Visitors to Seoul ought to arrive as visitors to Korea and stay mobile. If you don’t come especially for one of the many festivals, you ought to take a few weeks off during one of the peak periods and dive into the busy urban and rural culture. In October, for instance, which leaves many breathless. Goethe people are lucky enough to go seamlessly from the Pusan Film Festival to the Seoul International Dance Festival and from there to the Seoul Performing Arts Festival. To be continued.
What would you like most to still experience in Seoul?
I am not in the condition that there is something that I "must" experience. Yet, from Seoul and in Seoul I wish to continue to follow how the East Asian-Pacific cultural region continues to move closer together and discover and present its strongly contoured similarities.
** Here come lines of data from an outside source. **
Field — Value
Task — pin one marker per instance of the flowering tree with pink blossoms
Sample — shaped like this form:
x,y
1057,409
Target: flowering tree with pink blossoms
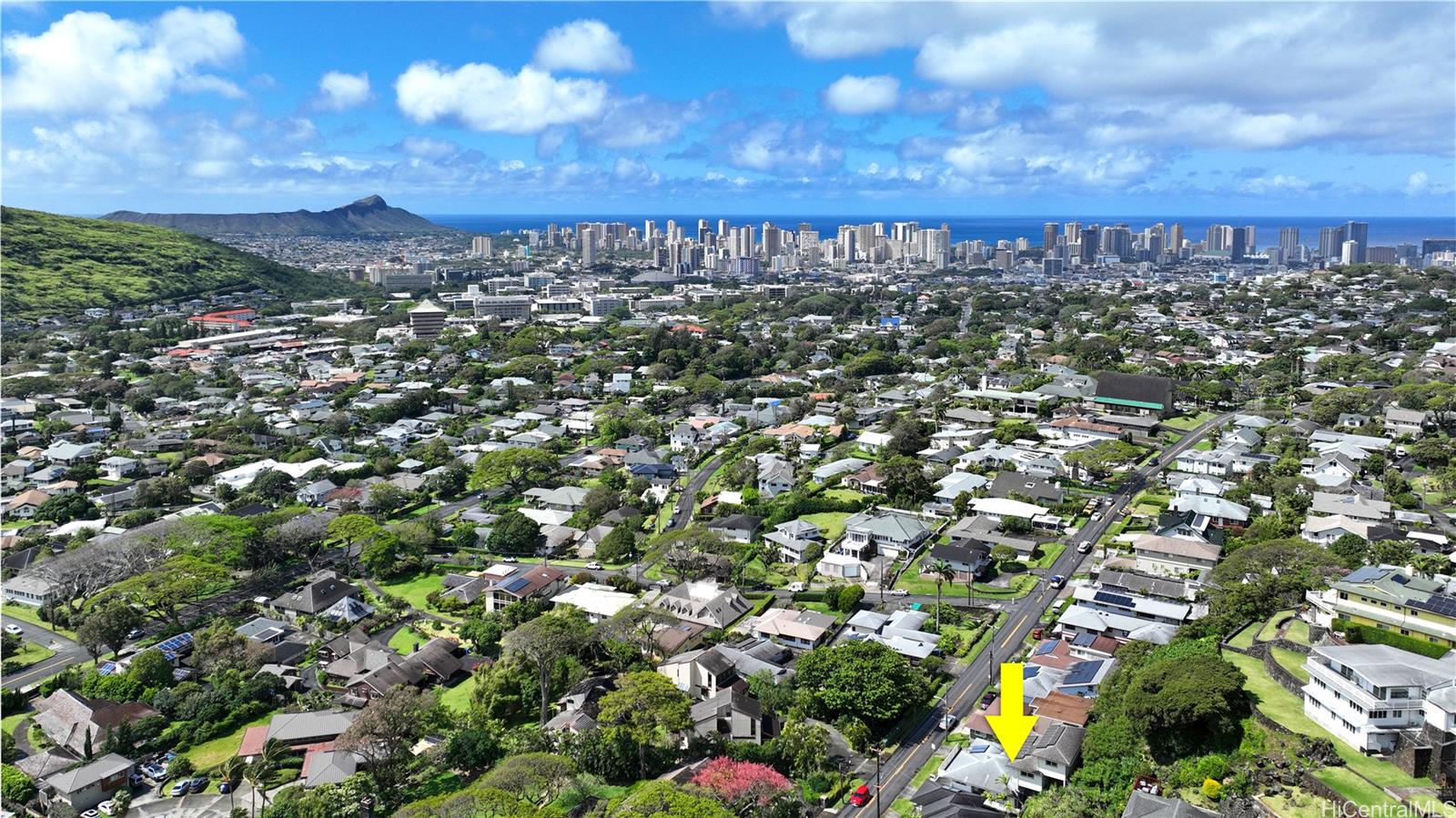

If this occurs in a fresh and free dialogue with other world regions, for obvious reasons with Germany and Europe in particular, then we will be able to develop many exciting projects together.
What is your dream project?
I am cautious with dream projects, mainly because they at first pursue one’s own ideas. It always fulfils a dream when we, besides our representative duties, are able to bring together the young people of our nations and political communities, the artists and people in the cultural sector as well as those active in society, in a stimulating way and thereby help to boost new, joint actions that leave lasting traces. It would be somewhat exerted and even hackneyed to evoke Korean unity here, the legendary peace concert at the (falling) border or something like that. Nonetheless, on 9 November 2009 together with a German and a Korean DJ, we happily celebrated an expectable, politically charged party under the motto "Dancing down the Wall." Otherwise every project that we use to intensify a joint Korean-German interest is like a dream. For 2011 we are planning "The Troubles of the Young."
Raimund Wördemann is the director of the Goethe-Institut Korea in Seoul. From 2005 until 2008 he was the head of the cultural affairs department of the German consulate general in Shanghai.